To determine peripheral recruitment efficacy in fixed U2OS cells (e.g., Chr7, ChrX, PTEN, CXCR4, XIST), targeted genomic loci are labeled by FISH and the nucleus are stained by DAPI. After scanning Z-stacks of confocal planes, the position of each labeled locus is viewed in 3D space to determine its position in XY, XZ and YZ planes. A genomic locus that located at the edge of nucleus (DAPI) in 3D space is categorized as a periphery-located locus. Otherwise it is considered as an internal-located locus. The number of loci in each category was recorded for each individual cell. Cells containing at least one nuclear periphery positioned loci were also quantified.

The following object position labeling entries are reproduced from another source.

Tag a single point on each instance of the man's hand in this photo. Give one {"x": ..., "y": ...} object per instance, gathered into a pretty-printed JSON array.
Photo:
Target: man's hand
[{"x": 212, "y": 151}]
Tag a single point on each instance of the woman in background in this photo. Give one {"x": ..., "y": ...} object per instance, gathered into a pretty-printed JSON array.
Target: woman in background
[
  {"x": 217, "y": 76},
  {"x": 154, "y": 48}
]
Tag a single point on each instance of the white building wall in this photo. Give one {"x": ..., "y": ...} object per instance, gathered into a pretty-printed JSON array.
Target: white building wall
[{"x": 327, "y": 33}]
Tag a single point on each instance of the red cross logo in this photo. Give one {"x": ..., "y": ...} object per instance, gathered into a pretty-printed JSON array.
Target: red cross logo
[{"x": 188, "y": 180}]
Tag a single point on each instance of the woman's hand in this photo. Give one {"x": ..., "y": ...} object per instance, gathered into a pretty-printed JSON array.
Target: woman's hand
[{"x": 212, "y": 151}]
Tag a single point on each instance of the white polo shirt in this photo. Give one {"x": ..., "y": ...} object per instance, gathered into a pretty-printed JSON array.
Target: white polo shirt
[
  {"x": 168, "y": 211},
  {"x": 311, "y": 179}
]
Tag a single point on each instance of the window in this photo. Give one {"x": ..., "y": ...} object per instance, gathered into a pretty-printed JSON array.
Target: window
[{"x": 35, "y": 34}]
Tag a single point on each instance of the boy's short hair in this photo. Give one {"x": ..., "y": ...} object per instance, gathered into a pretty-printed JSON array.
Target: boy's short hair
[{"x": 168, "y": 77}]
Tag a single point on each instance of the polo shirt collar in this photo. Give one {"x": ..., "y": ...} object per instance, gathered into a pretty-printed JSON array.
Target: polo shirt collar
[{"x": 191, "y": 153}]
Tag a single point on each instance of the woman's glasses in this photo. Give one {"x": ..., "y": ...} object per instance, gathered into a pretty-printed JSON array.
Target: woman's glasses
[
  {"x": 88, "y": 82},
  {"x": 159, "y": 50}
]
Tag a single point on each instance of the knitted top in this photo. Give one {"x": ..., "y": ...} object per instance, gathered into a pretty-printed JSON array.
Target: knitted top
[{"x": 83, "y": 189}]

To detrmine the Cajal body co-localizing efficacy in fixed U2OS 2-6-3 cells, targeted LacO loci were labeled by FISH, nuclei were stained by Hoechst 33342, and Cajal bodies were labeled by PYL1-GFP-Coilin. After scanning Z-stacks of confocal planes, we identified the position of each LacO locus in 3D space. Without double counting, the loci were categorized two categories: loci that co-localize with PYL1-GFP-Coilin, and loci that do not co-localize with PYL1-GFP-Coilin. The number of loci in each category was recorded for each individual cell. Cells containing at least one Cajal body-co-localized loci were also quantified.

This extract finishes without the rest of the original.